I'm being asked a basis $B$ such that $|f|_B = \begin{bmatrix} 0&0\\ 0&1\\ \end{bmatrix} $
$ f: R^2 \rightarrow R^2 $ is linear transformation that is a projection such that
$ f([x_1 x_2]^T) = [2x_1+x_2 \ \ \ -2x_1-x_2]^T $
Then, I define as the basis I will work in...
$ N = \{(1,0)(0,1)\} $
Then, the linear transformation does...
$ f([1 0]^T) = [2 \ \ -2]_B $
$ f([0 1]^T) = [1 \ \ -1]_B $
The matrix $A$ associated to the linear transformation Ax=b is then:
$A= \begin{bmatrix} 2 & 1\\ -2 & -1\\ \end{bmatrix} $
If I'm understanding right, I'm being asked a pair of vectors $v_1 , v_2 \in B$ such that
$ Av_1 = [0 0]^T \\ Av_2 = [0 1]^T $
But when trying to solve it this way, I end up with a couple of equations that I'm not understading well, also, I'm not using the additional information that this linear transformation is a projection.
Edit because of hint
So I can choose whatever solution I want to...

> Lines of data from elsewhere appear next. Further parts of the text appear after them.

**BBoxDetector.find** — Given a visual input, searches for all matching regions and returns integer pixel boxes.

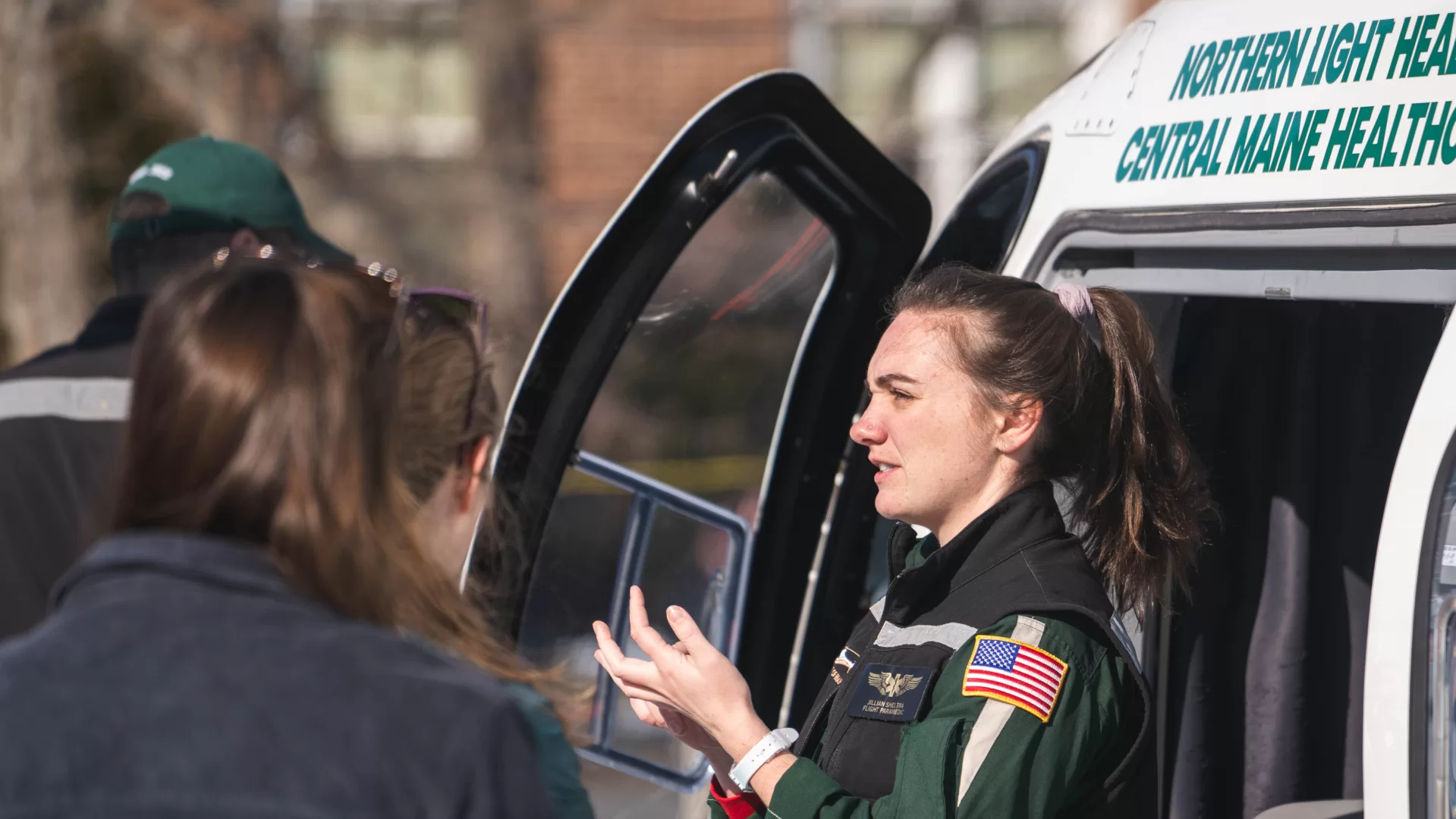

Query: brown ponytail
[112,260,549,684]
[894,263,1213,614]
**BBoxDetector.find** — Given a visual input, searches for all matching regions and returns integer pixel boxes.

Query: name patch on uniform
[844,664,935,723]
[961,634,1068,721]
[829,646,859,686]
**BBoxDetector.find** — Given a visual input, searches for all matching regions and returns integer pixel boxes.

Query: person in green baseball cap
[111,135,354,293]
[0,135,354,639]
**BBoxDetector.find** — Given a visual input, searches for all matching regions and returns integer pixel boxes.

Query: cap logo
[127,162,171,185]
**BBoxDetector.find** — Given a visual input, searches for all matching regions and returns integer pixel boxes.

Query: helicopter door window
[518,173,836,816]
[1427,457,1456,816]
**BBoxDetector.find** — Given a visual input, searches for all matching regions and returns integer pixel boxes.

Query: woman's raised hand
[593,586,769,767]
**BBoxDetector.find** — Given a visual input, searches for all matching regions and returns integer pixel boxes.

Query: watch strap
[728,727,800,792]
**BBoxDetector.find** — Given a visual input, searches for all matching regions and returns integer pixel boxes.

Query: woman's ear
[995,399,1042,455]
[458,435,491,513]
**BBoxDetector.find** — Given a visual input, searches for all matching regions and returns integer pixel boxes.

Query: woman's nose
[849,410,885,447]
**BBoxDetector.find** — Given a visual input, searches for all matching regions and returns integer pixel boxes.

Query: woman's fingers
[627,586,670,661]
[593,650,671,703]
[627,697,671,730]
[667,605,718,654]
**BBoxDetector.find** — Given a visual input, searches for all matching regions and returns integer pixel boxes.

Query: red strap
[708,777,763,819]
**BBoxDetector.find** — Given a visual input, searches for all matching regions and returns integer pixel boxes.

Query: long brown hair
[892,263,1213,613]
[112,259,547,681]
[395,305,590,742]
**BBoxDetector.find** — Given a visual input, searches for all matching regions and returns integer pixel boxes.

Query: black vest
[795,482,1153,803]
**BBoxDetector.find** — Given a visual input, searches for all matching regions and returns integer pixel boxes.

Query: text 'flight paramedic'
[0,136,352,639]
[596,265,1210,819]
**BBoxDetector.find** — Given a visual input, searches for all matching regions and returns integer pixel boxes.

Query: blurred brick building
[0,0,1149,385]
[537,0,789,293]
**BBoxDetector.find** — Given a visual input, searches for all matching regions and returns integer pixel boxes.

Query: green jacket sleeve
[507,682,591,819]
[728,615,1137,819]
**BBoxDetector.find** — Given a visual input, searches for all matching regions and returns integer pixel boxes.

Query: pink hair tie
[1052,282,1102,349]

Let $v_1 = (a,b)$ and $v_2 = (c,d)$
$ \begin{bmatrix} 2&1\\ -2&-1\\ \end{bmatrix} $ $ \begin{bmatrix} a\\ b\\ \end{bmatrix} $= $ \begin{bmatrix} 0\\ 0\\ \end{bmatrix} $ I can say $v_1 = (0,0)$
$ \begin{bmatrix} 2&1\\ -2&-1\\ \end{bmatrix} $ $ \begin{bmatrix} c\\ d\\ \end{bmatrix} $= $ \begin{bmatrix} 0\\ 1\\ \end{bmatrix} $ I can say $v_2 = (-1/4,-1/2)$
Therefore $B=\{(0,0)(-1/4,-1/2)\} = \{(-1/4,-1/2\}$
Hint You are being asked to find two vectors $v_1$ and $v_2$ such that $f(v_1)=0$ and $f(v_2)=v_2$. Let $v_1=(x_1,x_2)$ and solve $f(x_1,x_2)=(0,0)$ and choose one solution (there are infinitely many solutions). The same for $v_2$.